Le juge qui ordonne l’expulsion peut accorder les mêmes délais, dans les mêmes conditions.
L’article L412-4 du même Code précise que la durée des délais prévus à l’article L. 412-3 ne peut, en aucun cas, être inférieure à un mois ni supérieure à un an.
Pour la fixation de ces délais, il est tenu compte de la bonne ou mauvaise volonté manifestée par l’occupant dans l’exécution de ses obligations, des situations respectives du propriétaire et de l’occupant, notamment en ce qui concerne l’âge, l’état de santé, la qualité de sinistré par faits de guerre, la situation de famille ou de fortune de chacun d’eux, les circonstances atmosphériques, ainsi que des diligences que l’occupant justifie avoir faites en vue de son relogement. Il est également tenu compte du droit à un logement décent et indépendant, des délais liés aux recours engagés selon les modalités prévues aux articles L. 441-2-3 et L. 441-2-3-1 du code de la construction et de l’habitation et du délai prévisible de relogement des intéressés.
En l’espèce, il résulte du dispositif du jugement d’expulsion du 10 mars 2025 que Monsieur et Madame [B] n’ont pas respecté l’obligation essentielle du contrat de bail, à savoir le paiement des loyers, ces derniers ayant été condamnés solidairement au paiement d’une somme de 41.995,92 euros pour la période de mai 2021 à décembre 2024.

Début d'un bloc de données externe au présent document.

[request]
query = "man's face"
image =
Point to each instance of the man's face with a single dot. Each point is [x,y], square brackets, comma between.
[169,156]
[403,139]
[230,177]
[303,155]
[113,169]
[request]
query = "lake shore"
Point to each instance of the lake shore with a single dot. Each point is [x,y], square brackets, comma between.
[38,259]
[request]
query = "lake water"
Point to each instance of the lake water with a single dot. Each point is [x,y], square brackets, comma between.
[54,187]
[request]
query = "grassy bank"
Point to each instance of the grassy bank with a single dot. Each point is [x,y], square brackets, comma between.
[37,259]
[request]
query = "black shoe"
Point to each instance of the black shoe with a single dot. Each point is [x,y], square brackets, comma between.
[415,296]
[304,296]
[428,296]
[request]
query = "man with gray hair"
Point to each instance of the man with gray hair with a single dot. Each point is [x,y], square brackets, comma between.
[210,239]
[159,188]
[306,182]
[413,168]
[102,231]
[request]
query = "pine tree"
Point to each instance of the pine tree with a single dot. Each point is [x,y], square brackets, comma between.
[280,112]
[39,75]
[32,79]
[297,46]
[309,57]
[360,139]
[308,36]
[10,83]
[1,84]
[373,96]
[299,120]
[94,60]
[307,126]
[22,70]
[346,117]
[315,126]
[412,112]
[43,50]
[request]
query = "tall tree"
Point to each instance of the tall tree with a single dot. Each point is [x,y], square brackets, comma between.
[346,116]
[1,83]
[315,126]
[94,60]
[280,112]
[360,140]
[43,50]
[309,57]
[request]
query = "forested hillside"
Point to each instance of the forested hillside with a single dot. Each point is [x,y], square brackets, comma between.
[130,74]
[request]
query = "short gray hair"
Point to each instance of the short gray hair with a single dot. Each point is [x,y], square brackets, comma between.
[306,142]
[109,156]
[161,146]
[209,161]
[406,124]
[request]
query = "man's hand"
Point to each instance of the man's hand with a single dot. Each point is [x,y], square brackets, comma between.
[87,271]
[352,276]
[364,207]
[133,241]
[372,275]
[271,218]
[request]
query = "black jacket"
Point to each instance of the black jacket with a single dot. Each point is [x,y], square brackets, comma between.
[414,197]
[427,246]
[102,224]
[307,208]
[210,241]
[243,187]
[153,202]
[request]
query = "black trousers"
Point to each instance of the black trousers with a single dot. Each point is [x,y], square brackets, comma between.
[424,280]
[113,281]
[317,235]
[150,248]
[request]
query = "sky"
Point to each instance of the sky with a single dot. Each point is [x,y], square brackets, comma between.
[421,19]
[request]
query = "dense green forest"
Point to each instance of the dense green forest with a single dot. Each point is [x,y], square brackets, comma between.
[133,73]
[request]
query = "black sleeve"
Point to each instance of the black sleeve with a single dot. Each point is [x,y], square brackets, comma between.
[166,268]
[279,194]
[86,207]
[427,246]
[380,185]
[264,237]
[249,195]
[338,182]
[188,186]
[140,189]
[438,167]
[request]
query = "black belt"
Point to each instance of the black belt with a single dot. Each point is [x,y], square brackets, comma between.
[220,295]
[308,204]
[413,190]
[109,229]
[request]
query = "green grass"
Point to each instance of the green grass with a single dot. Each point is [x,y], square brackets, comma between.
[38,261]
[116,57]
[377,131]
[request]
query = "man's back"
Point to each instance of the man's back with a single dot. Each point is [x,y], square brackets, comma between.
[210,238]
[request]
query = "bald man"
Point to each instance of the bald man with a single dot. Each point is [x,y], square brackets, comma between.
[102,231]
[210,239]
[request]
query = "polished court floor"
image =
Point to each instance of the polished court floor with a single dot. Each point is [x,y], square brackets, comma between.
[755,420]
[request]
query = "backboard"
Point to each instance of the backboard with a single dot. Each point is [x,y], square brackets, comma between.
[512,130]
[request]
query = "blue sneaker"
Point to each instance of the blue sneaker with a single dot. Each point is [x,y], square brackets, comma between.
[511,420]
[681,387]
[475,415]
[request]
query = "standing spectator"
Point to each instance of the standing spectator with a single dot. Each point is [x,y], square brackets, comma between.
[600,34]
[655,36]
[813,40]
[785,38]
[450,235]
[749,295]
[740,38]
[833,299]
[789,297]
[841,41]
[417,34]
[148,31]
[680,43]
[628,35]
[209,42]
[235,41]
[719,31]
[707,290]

Par ailleurs, un congé leur avait été notifié dès le 23 mars 2023, soit il y a plus de deux années, tandis qu’il n’est justifié d’aucune démarche en vue de leur relogement, par des recherches auprès de bailleurs privés ou une demande de logement social.
Il n’est par ailleurs aucunement justifié de la situation de revenus de Madame [B].
Dès lors, Madame [B] ne remplit pas les conditions et ne rentre pas dans les prévisions permettant de lui octroyer un délai suspensif à son expulsion.
Sa demande de délais sera donc rejetée.
Sur l’exécution provisoire :
Le présent jugement est exécutoire de plein droit par provision en vertu de l’article R121-21 du Code des procédures civiles d’exécution.
Sur les dépens et l’article 700 du Code de Procédure Civile :
Madame [B] succombant à la présente instance, sera condamnée aux dépens de la présente instance en application de l’article 696 du Code de Procédure Civile.
Il apparaît par ailleurs inéquitable de laisser à la charge de Monsieur [J] les frais qu’il a dû exposer et qui ne sont pas compris dans les dépens.
Il convient dès lors de lui allouer une somme de 1.500,00 euros en application de l’article 700 du même Code.
PAR CES MOTIFS
Le Juge de l’exécution, statuant publiquement, par jugement rendu contradictoirement et en premier ressort ;
CONSTATE que Monsieur [S] [B] est décédé le 11 juillet 2025 ;
DÉBOUTE Madame [G] [P] veuve [B] de sa demande de délais suspensifs à expulsion ;
DÉCLARE le présent jugement exécutoire de plein droit à titre provisoire ;
CONDAMNE Madame [G] [P] veuve [B] à payer à Monsieur [T] [U] la somme de 1.500,00 euros au titre de l’article 700 du Code de procédure civile ;
CONDAMNE Madame [G] [P] veuve [B] aux entiers dépens de la présente instance ;
AINSI JUGÉ ET PRONONCÉ, les jour, mois et an susdits, et nous, Juge de l’Exécution et Greffier, avons signé le présent jugement.